AKP’li yıllarda emperyalist yağma hız kazandı
AKP’li yıllarda ise madenlerde özelleştirmeler hız kazandı ve devletin madenlerdeki yüzde 80’lik payı yüzde 8’lere indi. AKP’nin 2004 yılında çıkardığı maden kanunu ile emperyalist sermayenin önü iyice açıldı ve Amerikan, İngiliz, Kanada vb. sermayeli emperyalist maden şirketleri AKP’li yıllarda 150 bin kilometre karelik maden alanına sahip oldu. O halde şunu diyebiliriz ki Türkiye’nin yer altı ve yer üstü zenginliklerini emperyalistlere peşkeş çekenler bunu Lozan’da gizli maddeler olduğu için değil, düpedüz emperyalistlerle iş birliği içinde olduklarından yapıyorlar. AKP’nin 2002 yılında iktidara geldiğinde ilk iş olarak Eti Gümüş A.Ş., Eti Krom A.Ş., Eti Elektrometalurji A.Ş., Karadeniz Bakır İşletmesi ve Eti Bakır A.Ş. gibi madencilik sektöründe faaliyet gösteren kamu kuruluşlarını özelleştirme kapsamına alması Lozan’ın gizli maddeleri yüzünden değil, Abdullah Gül ve Recep Tayyip Erdoğan’ın iktidara gelmek için icazet aldığı emperyalist merkezlere verdikleri sözlerden dolayıdır.
Türkiye bor madeni üretiminde dünya birincisi! Bor madenlerini emperyalist şirketlere satmaya çalışan ise Erdoğan’ın kendisi!
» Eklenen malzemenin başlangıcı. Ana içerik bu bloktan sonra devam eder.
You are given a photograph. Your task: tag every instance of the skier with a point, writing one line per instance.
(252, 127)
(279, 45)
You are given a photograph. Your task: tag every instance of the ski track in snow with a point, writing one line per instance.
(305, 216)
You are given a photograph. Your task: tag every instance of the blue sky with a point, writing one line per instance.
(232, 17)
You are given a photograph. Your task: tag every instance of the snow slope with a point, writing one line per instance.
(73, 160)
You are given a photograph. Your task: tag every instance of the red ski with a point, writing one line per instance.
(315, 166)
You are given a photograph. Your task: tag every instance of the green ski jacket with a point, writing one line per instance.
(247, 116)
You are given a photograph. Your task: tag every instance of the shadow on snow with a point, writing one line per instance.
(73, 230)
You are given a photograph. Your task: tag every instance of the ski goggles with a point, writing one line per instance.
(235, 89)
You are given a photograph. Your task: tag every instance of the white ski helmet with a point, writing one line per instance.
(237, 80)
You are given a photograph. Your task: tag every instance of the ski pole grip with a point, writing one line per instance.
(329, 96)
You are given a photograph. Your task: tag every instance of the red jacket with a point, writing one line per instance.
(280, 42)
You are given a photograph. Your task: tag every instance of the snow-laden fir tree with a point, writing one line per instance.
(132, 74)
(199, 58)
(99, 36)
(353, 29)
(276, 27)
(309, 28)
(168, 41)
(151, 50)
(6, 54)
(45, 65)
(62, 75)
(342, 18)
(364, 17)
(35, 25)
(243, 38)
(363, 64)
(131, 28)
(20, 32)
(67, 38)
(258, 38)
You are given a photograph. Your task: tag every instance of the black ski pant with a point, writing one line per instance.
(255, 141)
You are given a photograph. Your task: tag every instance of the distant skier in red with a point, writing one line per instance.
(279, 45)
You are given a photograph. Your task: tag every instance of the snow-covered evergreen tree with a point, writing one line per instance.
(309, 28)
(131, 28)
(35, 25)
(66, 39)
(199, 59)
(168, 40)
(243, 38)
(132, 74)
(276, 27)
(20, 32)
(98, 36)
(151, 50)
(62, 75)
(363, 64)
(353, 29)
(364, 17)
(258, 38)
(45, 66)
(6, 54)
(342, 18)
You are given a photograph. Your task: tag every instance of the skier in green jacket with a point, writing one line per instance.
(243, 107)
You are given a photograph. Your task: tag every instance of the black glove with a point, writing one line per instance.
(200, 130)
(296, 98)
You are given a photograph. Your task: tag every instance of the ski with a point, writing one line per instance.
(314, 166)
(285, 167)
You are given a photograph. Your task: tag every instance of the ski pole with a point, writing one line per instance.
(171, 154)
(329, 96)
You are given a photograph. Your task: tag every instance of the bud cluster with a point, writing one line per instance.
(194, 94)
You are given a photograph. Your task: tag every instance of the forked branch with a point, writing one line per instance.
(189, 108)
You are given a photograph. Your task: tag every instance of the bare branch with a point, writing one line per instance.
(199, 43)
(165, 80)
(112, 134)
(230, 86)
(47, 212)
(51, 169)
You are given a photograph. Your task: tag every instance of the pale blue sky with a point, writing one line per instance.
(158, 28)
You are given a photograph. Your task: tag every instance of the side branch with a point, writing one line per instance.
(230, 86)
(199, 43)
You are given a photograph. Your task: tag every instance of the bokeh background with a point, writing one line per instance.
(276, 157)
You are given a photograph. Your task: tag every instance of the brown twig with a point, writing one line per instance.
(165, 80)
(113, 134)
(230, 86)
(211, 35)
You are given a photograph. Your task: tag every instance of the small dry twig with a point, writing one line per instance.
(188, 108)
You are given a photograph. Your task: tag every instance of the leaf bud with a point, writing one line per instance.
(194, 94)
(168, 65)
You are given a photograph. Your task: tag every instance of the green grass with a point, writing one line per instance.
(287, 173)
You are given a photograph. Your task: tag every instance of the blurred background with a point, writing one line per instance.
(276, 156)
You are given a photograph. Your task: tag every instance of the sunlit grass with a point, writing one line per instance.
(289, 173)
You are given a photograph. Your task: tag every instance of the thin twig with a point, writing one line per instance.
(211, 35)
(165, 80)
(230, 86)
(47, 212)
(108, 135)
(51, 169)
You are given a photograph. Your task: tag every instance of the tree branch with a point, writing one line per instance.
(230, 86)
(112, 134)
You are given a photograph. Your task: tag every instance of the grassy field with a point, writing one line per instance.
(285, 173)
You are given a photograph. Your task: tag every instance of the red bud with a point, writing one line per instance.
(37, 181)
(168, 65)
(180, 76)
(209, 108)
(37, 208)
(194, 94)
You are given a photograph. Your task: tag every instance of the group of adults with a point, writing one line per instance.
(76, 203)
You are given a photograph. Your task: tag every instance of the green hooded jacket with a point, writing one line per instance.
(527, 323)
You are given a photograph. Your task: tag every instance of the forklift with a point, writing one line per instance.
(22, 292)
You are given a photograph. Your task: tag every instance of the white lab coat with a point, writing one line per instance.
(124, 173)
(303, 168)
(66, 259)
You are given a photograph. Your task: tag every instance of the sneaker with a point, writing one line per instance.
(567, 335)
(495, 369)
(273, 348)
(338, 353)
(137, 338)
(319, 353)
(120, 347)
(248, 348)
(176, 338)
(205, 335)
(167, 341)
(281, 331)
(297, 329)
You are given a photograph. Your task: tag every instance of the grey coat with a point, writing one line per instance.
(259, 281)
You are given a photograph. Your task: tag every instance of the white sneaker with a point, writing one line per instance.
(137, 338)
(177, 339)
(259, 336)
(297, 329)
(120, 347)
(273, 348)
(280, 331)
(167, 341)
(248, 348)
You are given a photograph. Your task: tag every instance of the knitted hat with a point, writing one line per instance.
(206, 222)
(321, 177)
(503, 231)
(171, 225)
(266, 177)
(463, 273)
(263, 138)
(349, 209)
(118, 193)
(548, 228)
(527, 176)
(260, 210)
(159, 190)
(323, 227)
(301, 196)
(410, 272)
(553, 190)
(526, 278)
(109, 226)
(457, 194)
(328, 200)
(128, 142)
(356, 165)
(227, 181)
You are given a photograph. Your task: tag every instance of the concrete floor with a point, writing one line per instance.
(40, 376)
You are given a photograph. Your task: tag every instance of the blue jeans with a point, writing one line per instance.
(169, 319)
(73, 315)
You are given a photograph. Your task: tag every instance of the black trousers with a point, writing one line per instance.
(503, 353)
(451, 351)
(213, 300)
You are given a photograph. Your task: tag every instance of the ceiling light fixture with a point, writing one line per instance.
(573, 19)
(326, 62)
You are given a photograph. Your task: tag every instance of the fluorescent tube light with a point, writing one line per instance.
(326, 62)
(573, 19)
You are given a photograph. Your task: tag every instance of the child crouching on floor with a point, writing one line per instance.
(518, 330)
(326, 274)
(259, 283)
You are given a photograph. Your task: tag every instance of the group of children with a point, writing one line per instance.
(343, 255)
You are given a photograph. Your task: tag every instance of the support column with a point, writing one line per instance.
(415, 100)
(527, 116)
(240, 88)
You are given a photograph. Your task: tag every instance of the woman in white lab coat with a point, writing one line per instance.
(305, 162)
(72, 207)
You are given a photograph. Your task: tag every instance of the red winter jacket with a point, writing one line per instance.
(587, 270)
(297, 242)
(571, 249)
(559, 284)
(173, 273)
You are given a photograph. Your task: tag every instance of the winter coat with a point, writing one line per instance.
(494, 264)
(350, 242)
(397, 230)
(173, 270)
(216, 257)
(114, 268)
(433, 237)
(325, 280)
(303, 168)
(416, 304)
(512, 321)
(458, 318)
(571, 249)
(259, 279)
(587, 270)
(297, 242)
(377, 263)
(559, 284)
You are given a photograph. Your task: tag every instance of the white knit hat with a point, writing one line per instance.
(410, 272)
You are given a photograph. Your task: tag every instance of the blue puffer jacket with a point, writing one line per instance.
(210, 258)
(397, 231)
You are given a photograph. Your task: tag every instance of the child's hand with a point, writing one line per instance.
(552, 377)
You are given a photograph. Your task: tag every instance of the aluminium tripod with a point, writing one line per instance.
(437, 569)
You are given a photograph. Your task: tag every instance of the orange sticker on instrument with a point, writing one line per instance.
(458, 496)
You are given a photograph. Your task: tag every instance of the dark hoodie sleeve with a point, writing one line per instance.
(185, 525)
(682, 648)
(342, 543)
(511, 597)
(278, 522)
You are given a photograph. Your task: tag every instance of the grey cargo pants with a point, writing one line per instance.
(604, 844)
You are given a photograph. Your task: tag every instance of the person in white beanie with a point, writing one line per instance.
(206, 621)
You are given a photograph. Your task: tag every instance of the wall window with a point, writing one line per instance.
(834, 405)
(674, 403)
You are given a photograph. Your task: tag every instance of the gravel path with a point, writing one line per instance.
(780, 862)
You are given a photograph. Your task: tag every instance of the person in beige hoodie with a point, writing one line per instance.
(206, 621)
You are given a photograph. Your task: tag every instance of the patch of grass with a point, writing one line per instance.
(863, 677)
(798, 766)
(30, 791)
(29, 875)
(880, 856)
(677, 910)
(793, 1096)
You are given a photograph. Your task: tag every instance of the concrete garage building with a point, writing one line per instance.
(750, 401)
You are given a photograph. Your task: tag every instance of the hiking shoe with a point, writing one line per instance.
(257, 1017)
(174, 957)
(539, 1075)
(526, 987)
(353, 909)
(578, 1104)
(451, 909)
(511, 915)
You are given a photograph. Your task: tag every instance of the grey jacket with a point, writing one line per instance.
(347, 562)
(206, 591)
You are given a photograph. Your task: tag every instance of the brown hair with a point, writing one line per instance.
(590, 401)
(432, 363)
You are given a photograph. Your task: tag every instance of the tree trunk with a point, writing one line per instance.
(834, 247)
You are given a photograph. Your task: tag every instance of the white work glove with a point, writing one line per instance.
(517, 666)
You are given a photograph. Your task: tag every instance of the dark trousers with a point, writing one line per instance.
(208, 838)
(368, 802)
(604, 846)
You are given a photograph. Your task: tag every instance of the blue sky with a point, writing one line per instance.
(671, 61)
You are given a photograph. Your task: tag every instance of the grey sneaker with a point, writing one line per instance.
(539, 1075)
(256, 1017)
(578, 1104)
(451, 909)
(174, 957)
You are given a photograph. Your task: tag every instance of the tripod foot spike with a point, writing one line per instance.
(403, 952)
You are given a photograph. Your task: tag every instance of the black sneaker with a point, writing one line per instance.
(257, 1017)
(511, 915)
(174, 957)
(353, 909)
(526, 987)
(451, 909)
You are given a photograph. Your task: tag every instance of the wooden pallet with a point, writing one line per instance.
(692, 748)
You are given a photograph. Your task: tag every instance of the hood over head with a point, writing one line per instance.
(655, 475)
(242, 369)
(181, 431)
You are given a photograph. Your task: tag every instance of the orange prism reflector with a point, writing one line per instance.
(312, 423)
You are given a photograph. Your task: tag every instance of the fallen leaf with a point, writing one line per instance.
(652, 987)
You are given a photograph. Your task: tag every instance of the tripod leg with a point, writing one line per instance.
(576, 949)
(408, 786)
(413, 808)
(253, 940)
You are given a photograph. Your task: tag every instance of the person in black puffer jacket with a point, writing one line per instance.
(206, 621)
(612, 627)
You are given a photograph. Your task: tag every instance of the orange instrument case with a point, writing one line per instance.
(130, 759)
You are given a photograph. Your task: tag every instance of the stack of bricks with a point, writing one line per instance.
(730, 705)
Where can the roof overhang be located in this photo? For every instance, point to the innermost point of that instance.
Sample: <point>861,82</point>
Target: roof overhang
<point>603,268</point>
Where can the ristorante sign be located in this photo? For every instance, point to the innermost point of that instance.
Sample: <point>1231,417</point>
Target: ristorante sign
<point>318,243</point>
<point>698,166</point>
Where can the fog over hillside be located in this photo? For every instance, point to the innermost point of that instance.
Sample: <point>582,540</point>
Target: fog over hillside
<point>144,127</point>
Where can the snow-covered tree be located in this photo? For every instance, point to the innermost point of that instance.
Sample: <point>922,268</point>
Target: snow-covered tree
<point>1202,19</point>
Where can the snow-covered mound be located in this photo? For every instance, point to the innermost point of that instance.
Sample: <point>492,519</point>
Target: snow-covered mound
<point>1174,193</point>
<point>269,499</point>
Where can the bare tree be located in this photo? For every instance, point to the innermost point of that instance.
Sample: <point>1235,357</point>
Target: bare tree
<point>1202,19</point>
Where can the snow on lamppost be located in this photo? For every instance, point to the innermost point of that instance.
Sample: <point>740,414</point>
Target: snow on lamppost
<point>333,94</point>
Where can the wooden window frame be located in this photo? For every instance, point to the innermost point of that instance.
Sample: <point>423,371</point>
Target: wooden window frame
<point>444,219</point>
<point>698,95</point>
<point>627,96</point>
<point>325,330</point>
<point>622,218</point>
Üzerinde çok konuşulan bor madenleri için de durum tam olarak aynıdır. Bor madenlerinin çıkarılmasında hiçbir mâni yoktur ve hâlihazırda Türkiye dünya bor madeni üretiminin yüzde 48’ini yapmaktadır. Ancak sistematik yalan kampanyası ile pek çok insanımız Lozan yüzünden bor madenlerini çıkaramadığımıza inanmaktadır. TMMOB Maden Mühendisleri Odası, 2008 yılında bor madenleri ile ilgili başka bir gerçeği açığa çıkarmıştır. Maden Mühendisleri Odası, Erdoğan’ın Avustralya hükümeti ile bor madenlerini BHP-Billiton şirketine peşkeş çekmek üzere bir anlaşma yaptığını ve bu şirketin meşhur Rothschild Ailesi’ne ait Rio Tinto firmasıyla ile ilişkilerini gündeme getirmiştir. Ancak bu girişimler sonuç vermemiştir. Halen ilgili maden kanunlarında ve ilgili Danıştay kararlarında Bor madenlerinin çıkarılması, işlenmesi ve pazarlanmasının kamu eliyle yapılması zorunlu tutulmaktadır. Bugün Erdoğan devletin başı olarak bor üretimi, işlenmesi ve satılması için tüm yetkilere sahip iken neden hala Maden kanununu değiştirmek ve bu alanı hizmet alımı yoluyla özelleştirmeye ve yabancı sermayeye açmak için çabalamaktadır? Esas sorgulanması gereken budur!
Gerçeğe sahip çıkalım! Emperyalizme ve işbirlikçilerine karşı mücadele edelim!
Lozan’ın gizli maddeleri olduğu yalanını yayanlar işte bu gerçekleri örtmeyi amaçlıyor. Bu yalanlara inananlar AKP’den ve Erdoğan’dan Türkiye’yi şahlandırmasını beklerken aynı ellerin tüm milletin boynuna emperyalist esaret zincirlerini doladığını görmüyor. Bu yalanlar burada kalmayacak. Lozan yalanlarını yayanlar yarın “Musul ve Kerkük bizimdir” diyerek Amerikan ve İngiliz emperyalizminin himayesinde, Ortadoğu’nun dizayn edilmesinde taşeronluk yapmayı milli dava diye yutturmaya çalışacaklar. Lozan’ın gizli maddeleri yoktur ama emekçi halkımız emperyalist işbirlikçisi iktidarların gizli gündemlerine karşı uyanık olmalıdır!
Bu yazı Gerçek gazetesinin Ocak 2023 tarihli 160. sayısında yayınlanmıştır.